Ng Ping-Yip, originario de Hong Kong, se hizo un nicoleño hecho y derecho. Iba a cazar perdices, comía asados en la casa del Dr. Brenna en una de las islas Lechiguanas, jugaba al tenis en el Lawn-Tennis Club, llevaba los hijos a la escuela.
Era el supervisor del turno nocturno de la fábrica ESTELA.
En una inundación del río Paraná ayudó a rescatar a su suegro, que se negaba a abandonar la casa.
Alquiló un colectivo y llevó a toda la familia a otra ciudad, donde se casaba un cuñado.
Tomaba vacaciones con su familia en la Villa General Belgrano, del Valle de Calamuchita, en Córdoba.
Con su mujer vieron en un enorme televisor en el living, la llegada del hombre a la Luna, las peleas de Ringo Bonavena y los Sábados Circulares de Pipo Mancera.
Era hincha de River. Le gustaba Di Palma. Escuchaba a Jorge Cafrune.
Tomaba mate con su suegra, doña Luisa.
Le decían Pényu. Sólo cuando me puse a aprender chino, de grande, supe que ese nombre, que en realidad es péng you, significa “amigo”.

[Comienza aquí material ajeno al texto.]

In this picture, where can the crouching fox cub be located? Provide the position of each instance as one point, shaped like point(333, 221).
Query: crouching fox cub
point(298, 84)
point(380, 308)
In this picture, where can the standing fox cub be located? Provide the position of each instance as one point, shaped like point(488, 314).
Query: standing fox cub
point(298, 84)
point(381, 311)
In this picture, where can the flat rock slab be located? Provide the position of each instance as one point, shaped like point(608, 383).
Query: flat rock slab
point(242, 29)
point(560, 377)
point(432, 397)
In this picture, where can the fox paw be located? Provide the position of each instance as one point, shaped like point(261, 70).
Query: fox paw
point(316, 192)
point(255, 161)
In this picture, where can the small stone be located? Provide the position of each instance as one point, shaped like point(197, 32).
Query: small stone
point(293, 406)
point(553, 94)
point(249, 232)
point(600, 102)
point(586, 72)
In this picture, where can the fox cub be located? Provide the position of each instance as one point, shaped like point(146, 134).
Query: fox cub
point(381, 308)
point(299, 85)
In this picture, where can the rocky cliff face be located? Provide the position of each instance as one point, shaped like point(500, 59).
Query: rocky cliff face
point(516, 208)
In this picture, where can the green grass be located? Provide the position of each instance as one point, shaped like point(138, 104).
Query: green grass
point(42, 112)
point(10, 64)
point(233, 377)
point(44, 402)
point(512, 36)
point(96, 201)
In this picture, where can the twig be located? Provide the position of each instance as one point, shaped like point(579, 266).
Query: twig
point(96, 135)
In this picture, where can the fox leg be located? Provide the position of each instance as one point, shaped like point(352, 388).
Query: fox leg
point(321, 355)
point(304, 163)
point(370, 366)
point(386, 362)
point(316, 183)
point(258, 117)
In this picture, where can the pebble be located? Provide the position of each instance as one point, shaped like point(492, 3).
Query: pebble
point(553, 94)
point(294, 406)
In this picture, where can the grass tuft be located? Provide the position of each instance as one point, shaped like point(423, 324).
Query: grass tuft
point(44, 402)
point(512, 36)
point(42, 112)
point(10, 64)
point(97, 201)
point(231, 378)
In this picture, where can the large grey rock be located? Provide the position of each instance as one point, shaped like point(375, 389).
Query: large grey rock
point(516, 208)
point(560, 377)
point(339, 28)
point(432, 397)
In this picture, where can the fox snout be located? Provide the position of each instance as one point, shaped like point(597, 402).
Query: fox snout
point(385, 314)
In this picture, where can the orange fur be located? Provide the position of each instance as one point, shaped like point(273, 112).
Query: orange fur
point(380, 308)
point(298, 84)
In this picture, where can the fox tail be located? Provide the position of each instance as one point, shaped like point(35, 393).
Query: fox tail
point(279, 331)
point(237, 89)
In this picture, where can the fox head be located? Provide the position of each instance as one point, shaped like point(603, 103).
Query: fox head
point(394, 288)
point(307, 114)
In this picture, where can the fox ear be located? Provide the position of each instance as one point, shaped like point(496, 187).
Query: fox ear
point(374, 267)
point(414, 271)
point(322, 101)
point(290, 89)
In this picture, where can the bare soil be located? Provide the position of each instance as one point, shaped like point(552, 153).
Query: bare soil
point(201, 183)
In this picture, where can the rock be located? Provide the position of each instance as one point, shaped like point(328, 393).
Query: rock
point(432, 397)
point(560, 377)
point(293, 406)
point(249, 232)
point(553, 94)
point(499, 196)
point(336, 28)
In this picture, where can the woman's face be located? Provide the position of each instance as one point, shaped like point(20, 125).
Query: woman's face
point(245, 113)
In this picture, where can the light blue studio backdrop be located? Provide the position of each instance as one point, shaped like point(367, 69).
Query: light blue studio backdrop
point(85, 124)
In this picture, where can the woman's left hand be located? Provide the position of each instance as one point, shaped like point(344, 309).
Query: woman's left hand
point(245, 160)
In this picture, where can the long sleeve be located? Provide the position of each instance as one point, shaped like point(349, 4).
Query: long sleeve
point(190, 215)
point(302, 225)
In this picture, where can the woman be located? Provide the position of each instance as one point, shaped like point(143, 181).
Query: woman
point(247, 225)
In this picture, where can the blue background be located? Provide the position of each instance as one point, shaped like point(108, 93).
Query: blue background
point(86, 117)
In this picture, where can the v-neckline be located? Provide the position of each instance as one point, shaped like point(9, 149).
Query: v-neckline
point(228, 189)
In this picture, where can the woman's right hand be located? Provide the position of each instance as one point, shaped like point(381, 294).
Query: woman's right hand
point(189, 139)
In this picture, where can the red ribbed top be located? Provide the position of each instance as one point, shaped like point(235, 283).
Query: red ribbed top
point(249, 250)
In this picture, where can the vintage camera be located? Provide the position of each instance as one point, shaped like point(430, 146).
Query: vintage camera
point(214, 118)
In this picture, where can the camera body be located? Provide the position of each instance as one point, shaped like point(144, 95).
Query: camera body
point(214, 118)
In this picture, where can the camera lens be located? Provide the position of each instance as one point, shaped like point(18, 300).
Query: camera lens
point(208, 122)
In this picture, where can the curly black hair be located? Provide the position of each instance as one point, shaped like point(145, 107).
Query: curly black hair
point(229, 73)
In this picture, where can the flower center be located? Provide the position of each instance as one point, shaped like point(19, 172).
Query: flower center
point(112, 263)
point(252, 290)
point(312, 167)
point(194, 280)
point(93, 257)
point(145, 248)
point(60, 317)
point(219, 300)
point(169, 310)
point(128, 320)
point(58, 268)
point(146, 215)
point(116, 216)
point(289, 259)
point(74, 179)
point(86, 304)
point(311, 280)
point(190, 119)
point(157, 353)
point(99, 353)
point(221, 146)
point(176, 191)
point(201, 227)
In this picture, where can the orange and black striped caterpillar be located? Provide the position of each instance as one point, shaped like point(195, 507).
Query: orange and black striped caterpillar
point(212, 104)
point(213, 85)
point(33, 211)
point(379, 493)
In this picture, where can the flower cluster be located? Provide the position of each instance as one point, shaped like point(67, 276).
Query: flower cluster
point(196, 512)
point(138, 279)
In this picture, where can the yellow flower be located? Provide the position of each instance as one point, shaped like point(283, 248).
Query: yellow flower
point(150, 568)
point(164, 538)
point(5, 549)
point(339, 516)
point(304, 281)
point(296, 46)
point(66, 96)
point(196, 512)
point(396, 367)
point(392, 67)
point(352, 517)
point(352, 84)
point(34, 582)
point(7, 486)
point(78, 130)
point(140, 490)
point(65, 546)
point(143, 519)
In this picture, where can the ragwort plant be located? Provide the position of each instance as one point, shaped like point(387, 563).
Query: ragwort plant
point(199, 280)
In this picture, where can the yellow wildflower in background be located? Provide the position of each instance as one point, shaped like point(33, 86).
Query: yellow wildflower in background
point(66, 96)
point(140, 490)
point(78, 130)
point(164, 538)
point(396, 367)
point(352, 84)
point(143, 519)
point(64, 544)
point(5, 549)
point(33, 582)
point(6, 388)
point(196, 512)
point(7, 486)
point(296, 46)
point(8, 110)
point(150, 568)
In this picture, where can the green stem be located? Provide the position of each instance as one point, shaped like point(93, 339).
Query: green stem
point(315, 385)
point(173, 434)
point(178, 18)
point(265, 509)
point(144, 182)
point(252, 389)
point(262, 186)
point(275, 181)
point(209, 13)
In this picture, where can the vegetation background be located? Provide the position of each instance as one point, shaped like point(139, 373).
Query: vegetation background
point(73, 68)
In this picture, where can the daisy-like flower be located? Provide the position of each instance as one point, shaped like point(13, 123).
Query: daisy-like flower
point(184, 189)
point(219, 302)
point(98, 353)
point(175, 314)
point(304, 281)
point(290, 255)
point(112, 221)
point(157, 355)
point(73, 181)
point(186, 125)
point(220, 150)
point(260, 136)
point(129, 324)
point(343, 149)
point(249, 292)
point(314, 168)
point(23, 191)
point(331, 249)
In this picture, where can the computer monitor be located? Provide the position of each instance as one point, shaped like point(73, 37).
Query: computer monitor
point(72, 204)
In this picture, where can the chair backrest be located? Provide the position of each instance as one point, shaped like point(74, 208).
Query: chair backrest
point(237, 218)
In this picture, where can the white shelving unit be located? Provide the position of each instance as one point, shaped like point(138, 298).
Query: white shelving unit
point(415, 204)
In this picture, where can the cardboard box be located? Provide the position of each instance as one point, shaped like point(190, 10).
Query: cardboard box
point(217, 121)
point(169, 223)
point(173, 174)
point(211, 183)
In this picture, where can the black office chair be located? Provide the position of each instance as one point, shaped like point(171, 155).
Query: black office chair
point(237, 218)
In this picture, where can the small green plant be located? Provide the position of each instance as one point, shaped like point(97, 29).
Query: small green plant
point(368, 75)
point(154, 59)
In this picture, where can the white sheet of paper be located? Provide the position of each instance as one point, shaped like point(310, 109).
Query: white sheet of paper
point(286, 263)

Aquella vida llegó un día a su fin.
Hongkonés al fin, dispuesto siempre a pagar el precio necesario del progreso, puso rumbo a Nueva York.
La pequeña valija de cuero que había llegado de Hong Kong 20 años antes formaba parte de la pila de bártulos de la mudanza desde San Nicolás a los Estados Unidos.

En un departamento de la calle Mulberry, en el Barrio Chino del Lower Manhattan, esperaría a los nicoleños el viejo Ng Liu-Ko, con su esposa y el resto de sus hijos.
La sangre hongkonesa se reuniría, con la Estatua de la Libertad de fondo.

No fue hasta 40 años después que pude conocer Hong Kong.
Ya maduro como periodista, establecí en Buenos Aires el proyecto Dang Dai, de comunicación entre Argentina y China.
Es el primer medio dedicado al intercambio cultural entre los dos países.
Y es la manera que he encontrado de trabajar con mis manos, fuera de mí, los cabos que tengo sueltos en mi interior.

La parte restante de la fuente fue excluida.